四ノ巻~新たな仲間~

小谷城おだにじょう

 

───大広間。


 私、月城莉菜つきしろりなは、美濃の斎藤龍興さいとうたつおきのもとを離れ、竹中半兵衛たけなかはんべえと共に浅井長政あざいながまさ様の元に戻った。相変わらず、物腰が柔らかく、自分の家に戻ってきた感が凄く感じる。私は、半兵衛のことを教え、自分が異世界人であること、そして姫巫女ひめみこの生まれ変わりだと言うことを話したことも、長政様に御報告した。長政様は、嫌な顔をせず、にこにこと笑っていた。

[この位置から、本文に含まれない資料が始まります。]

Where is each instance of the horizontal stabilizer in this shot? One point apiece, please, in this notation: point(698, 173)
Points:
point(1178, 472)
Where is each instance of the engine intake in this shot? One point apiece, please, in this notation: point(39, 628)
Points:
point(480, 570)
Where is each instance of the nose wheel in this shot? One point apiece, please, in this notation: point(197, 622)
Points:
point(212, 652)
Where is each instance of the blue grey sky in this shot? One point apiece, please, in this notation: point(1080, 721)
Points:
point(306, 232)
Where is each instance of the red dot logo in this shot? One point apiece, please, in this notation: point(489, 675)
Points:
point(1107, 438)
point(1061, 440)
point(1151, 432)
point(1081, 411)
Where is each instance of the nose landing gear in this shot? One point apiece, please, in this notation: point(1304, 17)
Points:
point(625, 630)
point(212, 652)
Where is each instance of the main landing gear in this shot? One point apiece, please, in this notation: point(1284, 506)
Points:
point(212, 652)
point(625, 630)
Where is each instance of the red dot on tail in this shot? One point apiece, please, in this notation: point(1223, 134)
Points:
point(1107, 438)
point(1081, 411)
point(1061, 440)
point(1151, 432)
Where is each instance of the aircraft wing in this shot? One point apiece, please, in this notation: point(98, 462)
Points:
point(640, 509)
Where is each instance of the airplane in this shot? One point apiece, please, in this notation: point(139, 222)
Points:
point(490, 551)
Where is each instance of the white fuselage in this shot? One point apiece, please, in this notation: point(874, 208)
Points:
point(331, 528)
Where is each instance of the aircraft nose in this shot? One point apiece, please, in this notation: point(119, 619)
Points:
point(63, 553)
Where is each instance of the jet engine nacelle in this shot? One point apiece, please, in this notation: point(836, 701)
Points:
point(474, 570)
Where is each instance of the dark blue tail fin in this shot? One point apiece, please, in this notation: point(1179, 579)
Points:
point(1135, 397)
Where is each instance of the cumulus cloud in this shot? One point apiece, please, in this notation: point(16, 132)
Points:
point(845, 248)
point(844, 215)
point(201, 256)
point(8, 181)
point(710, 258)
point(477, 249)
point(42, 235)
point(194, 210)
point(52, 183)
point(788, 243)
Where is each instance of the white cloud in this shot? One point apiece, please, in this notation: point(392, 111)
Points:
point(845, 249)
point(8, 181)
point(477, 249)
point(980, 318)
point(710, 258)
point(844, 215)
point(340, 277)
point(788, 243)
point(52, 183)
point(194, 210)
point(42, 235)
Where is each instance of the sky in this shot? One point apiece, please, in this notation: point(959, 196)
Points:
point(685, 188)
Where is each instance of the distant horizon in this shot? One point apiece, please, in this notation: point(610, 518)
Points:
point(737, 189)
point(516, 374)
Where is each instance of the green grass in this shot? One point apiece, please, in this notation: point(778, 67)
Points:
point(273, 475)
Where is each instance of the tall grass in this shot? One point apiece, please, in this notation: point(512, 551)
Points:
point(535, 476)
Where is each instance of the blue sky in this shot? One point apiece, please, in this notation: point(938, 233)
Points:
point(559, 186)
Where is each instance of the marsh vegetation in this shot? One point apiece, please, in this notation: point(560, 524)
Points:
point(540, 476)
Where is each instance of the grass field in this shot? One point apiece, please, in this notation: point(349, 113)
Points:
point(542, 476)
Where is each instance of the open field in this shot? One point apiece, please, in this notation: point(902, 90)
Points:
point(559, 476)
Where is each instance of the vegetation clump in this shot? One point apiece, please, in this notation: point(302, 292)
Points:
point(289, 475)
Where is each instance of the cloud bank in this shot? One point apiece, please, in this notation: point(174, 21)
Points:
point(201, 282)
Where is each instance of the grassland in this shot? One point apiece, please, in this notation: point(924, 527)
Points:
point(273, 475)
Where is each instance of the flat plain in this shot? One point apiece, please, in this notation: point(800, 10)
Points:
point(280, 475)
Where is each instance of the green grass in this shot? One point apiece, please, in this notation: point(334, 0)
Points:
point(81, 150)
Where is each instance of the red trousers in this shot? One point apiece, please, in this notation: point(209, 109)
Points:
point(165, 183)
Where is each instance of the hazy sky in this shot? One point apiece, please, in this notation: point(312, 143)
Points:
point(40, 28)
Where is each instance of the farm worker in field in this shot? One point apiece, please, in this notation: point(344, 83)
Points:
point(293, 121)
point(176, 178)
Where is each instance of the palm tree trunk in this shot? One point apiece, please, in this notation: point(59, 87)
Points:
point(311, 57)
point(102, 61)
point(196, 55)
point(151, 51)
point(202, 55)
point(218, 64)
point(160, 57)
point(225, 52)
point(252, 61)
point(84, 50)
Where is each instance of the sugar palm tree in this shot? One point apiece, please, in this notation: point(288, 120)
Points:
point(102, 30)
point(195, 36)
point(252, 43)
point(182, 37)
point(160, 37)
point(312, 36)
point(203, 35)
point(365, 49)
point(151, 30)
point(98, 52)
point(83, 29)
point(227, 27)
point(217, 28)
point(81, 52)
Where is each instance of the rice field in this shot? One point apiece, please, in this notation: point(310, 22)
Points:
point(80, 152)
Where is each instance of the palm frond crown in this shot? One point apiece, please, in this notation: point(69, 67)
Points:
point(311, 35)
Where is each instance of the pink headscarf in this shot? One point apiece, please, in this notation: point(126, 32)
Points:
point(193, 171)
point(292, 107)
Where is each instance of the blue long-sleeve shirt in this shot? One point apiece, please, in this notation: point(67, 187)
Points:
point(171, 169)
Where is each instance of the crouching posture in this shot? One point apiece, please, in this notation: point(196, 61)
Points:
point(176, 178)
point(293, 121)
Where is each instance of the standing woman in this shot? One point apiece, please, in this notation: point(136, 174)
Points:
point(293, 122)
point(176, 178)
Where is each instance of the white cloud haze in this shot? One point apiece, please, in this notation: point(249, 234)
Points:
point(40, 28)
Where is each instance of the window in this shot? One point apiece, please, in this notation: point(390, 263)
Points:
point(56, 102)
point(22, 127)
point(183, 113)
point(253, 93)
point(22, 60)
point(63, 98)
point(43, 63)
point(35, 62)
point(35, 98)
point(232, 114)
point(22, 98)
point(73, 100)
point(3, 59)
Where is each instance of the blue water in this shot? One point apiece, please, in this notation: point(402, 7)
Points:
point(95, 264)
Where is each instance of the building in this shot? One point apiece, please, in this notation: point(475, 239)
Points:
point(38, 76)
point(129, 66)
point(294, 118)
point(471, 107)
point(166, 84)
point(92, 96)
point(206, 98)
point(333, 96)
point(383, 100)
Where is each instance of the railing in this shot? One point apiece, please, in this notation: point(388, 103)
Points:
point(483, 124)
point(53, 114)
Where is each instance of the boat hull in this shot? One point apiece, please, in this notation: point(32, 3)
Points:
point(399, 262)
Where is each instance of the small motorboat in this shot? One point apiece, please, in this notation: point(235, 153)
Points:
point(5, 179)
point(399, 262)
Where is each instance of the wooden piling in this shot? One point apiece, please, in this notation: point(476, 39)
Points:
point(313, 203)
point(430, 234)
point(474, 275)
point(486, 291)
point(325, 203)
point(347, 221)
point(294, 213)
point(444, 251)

「そうかそうか!莉菜、よく半兵衛殿を連れてきてくれた!ありがとう!」


「いいえ、私は何も。半兵衛が私に着いていきたいと言うものですから」


「そうなのだな!半兵衛殿!いや、半兵衛よ!これからよろしく頼む」


「了解です!また莉菜と一緒にいれて良かった!」


「莉菜よ!半兵衛に城の周りと町を案内して貰っても構わないか?それと、高虎、三成、吉継達にも会わせてあげてくれ」


「御意」


 私たちは、大広間から出て、城の中を歩き回った。途中途中、会う人たちに半兵衛のことを言うと、歓迎してくれた。やっぱり、浅井家は居心地がいい。そう思っていると、背後から何者かの気配がしたため、回し蹴りをすると、その蹴りを受け止めた大谷吉継おおたによしつぐがいた。気配の正体はやっぱり大谷さんだったか~。大谷さんは、私の足を離すと、微笑みながら話しかけてきた。


「久しいな……莉菜」


「大谷さん!大谷さんお元気でしたか?」


「あぁ。見ての通りだ」


「良かったです!」


「そちらにいるのは?」


「どうもー竹中半兵衛と言います~。斎藤家から浅井家に来ました~莉菜ので~す!」


「……莉菜が世話になったな」


「いいえ~大谷さんでしたっけ?莉菜のなんなんですか?」


 半兵衛は大谷さんにそう尋ねると、大谷さんは爆弾発言をした。


「俺は大谷吉継。莉菜の……」



───想い人だ。



「はぁ?」


 お、想い人って? ふぇっ……。な、何を言ってるの!?


「半年間、俺は莉菜を……」


「吉継!!お前はど阿呆かぁぁぁぁ!!!」


 大谷さんはなにかを言おうとした瞬間、後ろから高虎さんが、タックルしてきた。私と半兵衛は二人のやり取りに驚いていると、三成が息を切らしながら走ってきた。


「莉菜、元気だったか?」


「うん!三成も元気そうで何より!」


 私は、浅井に戻ってきたら、石田さんから三成と呼ぶ約束をしていたので名前で呼ぶと、少し、顔を赤く染め、「そ、そうか」と言った。その光景を見ていた、半兵衛は「賑やかだね~」と笑っていた。そして、問題の高虎さんと大谷さんは、私と三成のやり取りを見て騒ぎだした。


「莉菜!お前いつの間に三成を名前呼びで呼びようになったんだ!?」


「俺は気にしていない。だが、三成。お前は許さん」


「二人とも落ち着かないと、斬るよ?」


 私は、刀をちらつかせると二人はおとなしくなった。そして、私たちは町の中へと向かい、最後には、お市様にも半兵衛に会わせて一日が終わったのであった。